H43D-1535
Challenges in Estimating Groundwater Recharge in Semi-arid and Semi-confined Alluvial Systems
Thursday, 17 December 2015
Poster Hall (Moscone South)
Warren Finch and Joshua Larsen, University of Queensland, St Lucia, Australia
Abstract:
Uncertainty surrounding rates of groundwater recharge limits overall confidence in groundwater allocations and can lead to over-conservative assumptions in groundwater impact assessments. This problem is even more acute where more complex unsaturated flow paths are considered, such as within semi-confined alluvial systems.

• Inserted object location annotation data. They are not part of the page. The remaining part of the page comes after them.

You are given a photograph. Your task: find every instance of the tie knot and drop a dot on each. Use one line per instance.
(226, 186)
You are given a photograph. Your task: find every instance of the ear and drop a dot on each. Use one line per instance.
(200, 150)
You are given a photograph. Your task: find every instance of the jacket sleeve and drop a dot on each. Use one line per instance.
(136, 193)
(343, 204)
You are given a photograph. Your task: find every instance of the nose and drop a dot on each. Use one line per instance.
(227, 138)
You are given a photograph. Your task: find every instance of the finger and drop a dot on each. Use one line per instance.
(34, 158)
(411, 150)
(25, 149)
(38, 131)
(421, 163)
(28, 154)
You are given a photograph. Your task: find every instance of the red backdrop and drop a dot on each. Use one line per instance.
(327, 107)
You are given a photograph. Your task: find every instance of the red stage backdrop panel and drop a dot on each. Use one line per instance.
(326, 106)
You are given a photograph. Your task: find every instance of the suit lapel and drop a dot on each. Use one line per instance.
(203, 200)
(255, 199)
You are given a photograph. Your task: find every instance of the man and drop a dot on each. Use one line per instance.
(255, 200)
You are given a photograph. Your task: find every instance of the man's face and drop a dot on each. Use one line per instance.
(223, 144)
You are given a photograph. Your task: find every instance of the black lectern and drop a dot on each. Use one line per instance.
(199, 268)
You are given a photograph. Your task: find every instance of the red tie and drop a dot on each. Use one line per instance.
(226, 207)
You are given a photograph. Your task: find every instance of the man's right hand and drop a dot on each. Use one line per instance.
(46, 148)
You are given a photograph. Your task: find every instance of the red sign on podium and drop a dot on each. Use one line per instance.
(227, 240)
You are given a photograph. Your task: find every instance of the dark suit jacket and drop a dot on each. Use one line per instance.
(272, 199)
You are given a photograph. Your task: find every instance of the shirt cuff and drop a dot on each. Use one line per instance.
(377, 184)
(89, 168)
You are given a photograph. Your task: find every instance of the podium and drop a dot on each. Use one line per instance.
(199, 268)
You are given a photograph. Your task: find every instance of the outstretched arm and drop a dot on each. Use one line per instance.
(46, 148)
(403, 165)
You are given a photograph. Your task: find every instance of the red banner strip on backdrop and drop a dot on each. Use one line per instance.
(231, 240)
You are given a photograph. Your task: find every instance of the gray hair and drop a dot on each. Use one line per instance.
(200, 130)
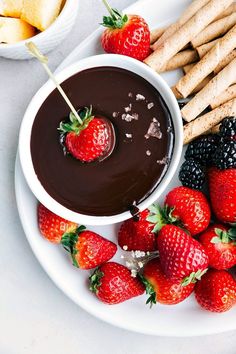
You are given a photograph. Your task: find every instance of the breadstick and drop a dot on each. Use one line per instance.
(188, 67)
(225, 96)
(214, 30)
(187, 14)
(186, 33)
(202, 84)
(181, 59)
(176, 93)
(207, 64)
(225, 61)
(197, 89)
(227, 12)
(202, 124)
(204, 49)
(214, 88)
(156, 33)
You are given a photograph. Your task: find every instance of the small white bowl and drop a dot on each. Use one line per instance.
(31, 112)
(48, 39)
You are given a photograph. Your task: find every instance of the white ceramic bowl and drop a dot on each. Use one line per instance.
(26, 127)
(48, 39)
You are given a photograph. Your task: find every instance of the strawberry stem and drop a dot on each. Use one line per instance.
(116, 18)
(109, 9)
(33, 49)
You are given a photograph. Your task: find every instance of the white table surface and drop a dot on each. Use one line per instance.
(36, 317)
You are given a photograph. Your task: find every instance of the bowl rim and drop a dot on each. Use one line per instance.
(41, 34)
(38, 99)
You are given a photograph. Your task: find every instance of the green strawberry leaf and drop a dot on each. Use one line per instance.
(232, 233)
(73, 125)
(95, 280)
(69, 240)
(161, 216)
(149, 291)
(115, 20)
(215, 240)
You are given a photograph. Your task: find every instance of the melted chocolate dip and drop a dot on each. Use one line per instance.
(144, 143)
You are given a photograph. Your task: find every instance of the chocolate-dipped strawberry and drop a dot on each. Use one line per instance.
(88, 139)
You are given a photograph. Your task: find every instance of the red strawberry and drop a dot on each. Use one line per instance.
(180, 254)
(112, 283)
(216, 291)
(219, 244)
(222, 185)
(88, 249)
(137, 235)
(52, 226)
(126, 34)
(191, 207)
(90, 140)
(161, 288)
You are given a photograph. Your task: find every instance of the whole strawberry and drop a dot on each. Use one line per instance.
(222, 185)
(181, 256)
(112, 283)
(89, 141)
(216, 291)
(137, 235)
(88, 249)
(219, 244)
(125, 34)
(191, 207)
(161, 288)
(52, 226)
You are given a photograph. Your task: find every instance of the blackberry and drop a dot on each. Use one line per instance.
(228, 127)
(192, 174)
(225, 155)
(202, 149)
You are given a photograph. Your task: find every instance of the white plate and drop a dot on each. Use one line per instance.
(185, 319)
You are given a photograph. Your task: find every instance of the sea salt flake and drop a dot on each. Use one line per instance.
(150, 105)
(128, 108)
(164, 161)
(140, 97)
(154, 130)
(128, 117)
(115, 114)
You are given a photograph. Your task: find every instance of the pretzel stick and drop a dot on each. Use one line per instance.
(202, 124)
(214, 30)
(181, 59)
(225, 61)
(156, 33)
(205, 48)
(207, 64)
(188, 67)
(187, 14)
(218, 84)
(202, 84)
(227, 12)
(186, 33)
(225, 96)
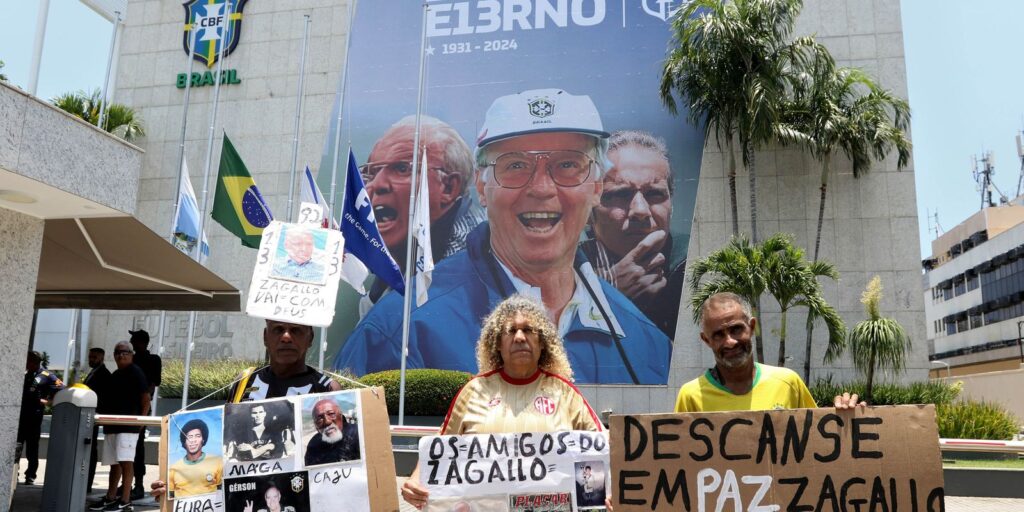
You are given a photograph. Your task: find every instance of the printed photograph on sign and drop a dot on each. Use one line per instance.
(331, 428)
(543, 502)
(590, 477)
(259, 437)
(549, 172)
(498, 503)
(281, 493)
(300, 255)
(195, 463)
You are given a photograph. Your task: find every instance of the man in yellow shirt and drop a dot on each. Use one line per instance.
(736, 382)
(197, 472)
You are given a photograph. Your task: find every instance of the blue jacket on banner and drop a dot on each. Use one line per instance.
(466, 287)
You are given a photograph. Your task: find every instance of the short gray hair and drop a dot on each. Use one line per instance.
(725, 297)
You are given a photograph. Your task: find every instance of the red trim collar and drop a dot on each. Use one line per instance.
(519, 382)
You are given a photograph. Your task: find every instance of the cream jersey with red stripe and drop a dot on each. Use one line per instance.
(495, 402)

Researchers at The University of Queensland have developed an experimental study within the Condamine Alluvium, a significant aquifer in semi-arid eastern Australia, is used to determine groundwater recharge mechanisms for three distinct soil types (two vertosols and one chromosol) on both irrigated and non-irrigated areas. This variety of soil types, including shrink-swell clays, overly a higher permeability sand and gravel unsaturated zone and aquifer. The analysis uses 15-minute soil moisture data from Sentek EnviroSCAN Probe devices installed at 16 sites, with eight sensors in each site at depths from 100 to 4000mm. The vertosols exhibited signs of dynamic preferential flow paths due to the shrink swell properties of the soil. Precipitation rate and initial soil moisture content affect the infiltration response times for the three soils, with the chromosols requiring multiple precipitation events before experiencing any significant soil moisture storage changes in the lower depths (2000 – 4000mm). Storage changes below the root zone to a depth of 4m indicate large rates of potential recharge, up to 1300mm for the two years of data obtained. However, minimal rise has been observed in the water table (~12 m depth), potentially due to the highly transmissive sand and gravel aquifer. The analysis has shown that only very high temporal resolution monitoring of soil storage changes can effectively capture the dynamic preferential flow water flux. Lower temporal resolution monitoring, at the daily scale or greater, will bias the storage change estimates towards the matrix flow component and risk significant underestimation of the total unsaturated zone water flux providing potential recharge to aquifers.